Figure 1.. Age-period-cohort trends in overall and race-specific maternal mortality with hypertensive conditions as the cause in the United States, 1979 to 2018.
Maternal mortality rate (MMR; per 100 000 live births) is shown in relation to maternal age on the y axis on the left. The MMR ratio is shown in relation to maternal birth cohort (with the 1960 maternal birth year as the reference) and period (with 1980 as the reference) on the right axis. The shaded bands denote 95% CI. The yearly change in MMR was −0.3% (95% CI, −0.6 to −0.0) for all women (solid line), −0.4% (95% CI, −0.9 to −0.1) for White women (dashed line), and 0.0% (95% CI, −0.5 to 0.5) for Black women (dotted line). Advancing maternal age was strongly associated with increasing MMR after age 25 y, and age-specific rates were substantially higher in Black compared with White women. Compared with 1980, the RRs for hypertension-related MMR showed that the MMR declined up to 1990 and stabilized thereafter.

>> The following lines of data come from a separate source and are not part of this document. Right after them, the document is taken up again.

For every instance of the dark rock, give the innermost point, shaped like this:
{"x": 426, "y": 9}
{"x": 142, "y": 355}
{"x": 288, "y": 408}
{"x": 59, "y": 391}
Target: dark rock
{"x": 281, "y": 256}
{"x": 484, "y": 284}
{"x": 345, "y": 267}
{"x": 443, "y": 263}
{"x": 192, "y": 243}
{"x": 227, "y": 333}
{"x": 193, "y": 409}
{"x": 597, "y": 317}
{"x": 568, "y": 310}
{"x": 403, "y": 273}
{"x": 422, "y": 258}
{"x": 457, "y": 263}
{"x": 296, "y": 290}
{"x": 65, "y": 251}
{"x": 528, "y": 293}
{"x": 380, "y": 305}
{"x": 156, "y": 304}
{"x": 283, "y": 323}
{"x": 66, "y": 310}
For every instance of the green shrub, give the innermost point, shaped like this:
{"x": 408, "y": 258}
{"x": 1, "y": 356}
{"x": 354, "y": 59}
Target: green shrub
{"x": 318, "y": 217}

The MMR increased marginally and among White and Black women in the 1970 birth cohort and declined thereafter. RR indicates rate ratio.
Figure 2.
Figure 2.. Age-period-cohort trends in overall and race-specific maternal mortality with preeclampsia/eclampsia as the cause in the United States, 1979 to 2018.
Maternal mortality rate (MMR; per 100 000 live births) is shown in relation to maternal age on the y axis on the left. The MMR ratio is shown in relation to maternal birth cohort (with the 1960 maternal birth year as the reference) and period (with 1980 as the reference) on the right axis. The shaded bands denote the 95% CI. The yearly change in MMR was −2.6% (95% CI, −2.9 to −2.2) for all women (solid line), −2.5% (95% CI, −2.9 to −2.0) for White women (dashed line), and −2.6% (95% CI, −3.2 to −2.0) for Black women (dotted line). The APC analysis shows a strong linear increase in preeclampsia/eclampsia-related MMR among Black women aged ≥30 y and among White women aged ≥35 y. Compared with MMR in 1980, RRs for mortality declined, on average, by 2.5% and 2.6% per year among White and Black women, respectively. No appreciable birth cohort effects were evident. RR indicates rate ratio.
Figure 3.
Figure 3.. Age-period-cohort trends in overall and race-specific maternal mortality with chronic hypertension as the cause in the United States, 1979 to 2018.
Maternal mortality rate (MMR; per 100 000 live births) is shown in relation to maternal age on the y axis on the left. The MMR ratio is shown in relation to maternal birth cohort (with the 1960 maternal birth year as the reference) and period (with 1980 as the reference) on the right axis. The shaded bands denote 95% CI. The yearly change in MMR was 9.2% (95% CI, 7.9–10.6) for all women (solid line), 9.4% (95% CI, 7.4–11.4) for White women (dashed line), and 9.1% (95% CI, 7.1–11.1) for Black women (dotted line). Chronic hypertension–related MMR showed a sharp linear increase with advancing maternal age, with MMRs being higher among Black women compared with White women. Compared with 1980, MMR increased by 9.4% and 9.1% per year among White and Black women, respectively. These analyses showed no appreciable effects due to maternal birth cohorts. RR indicates rate ratio.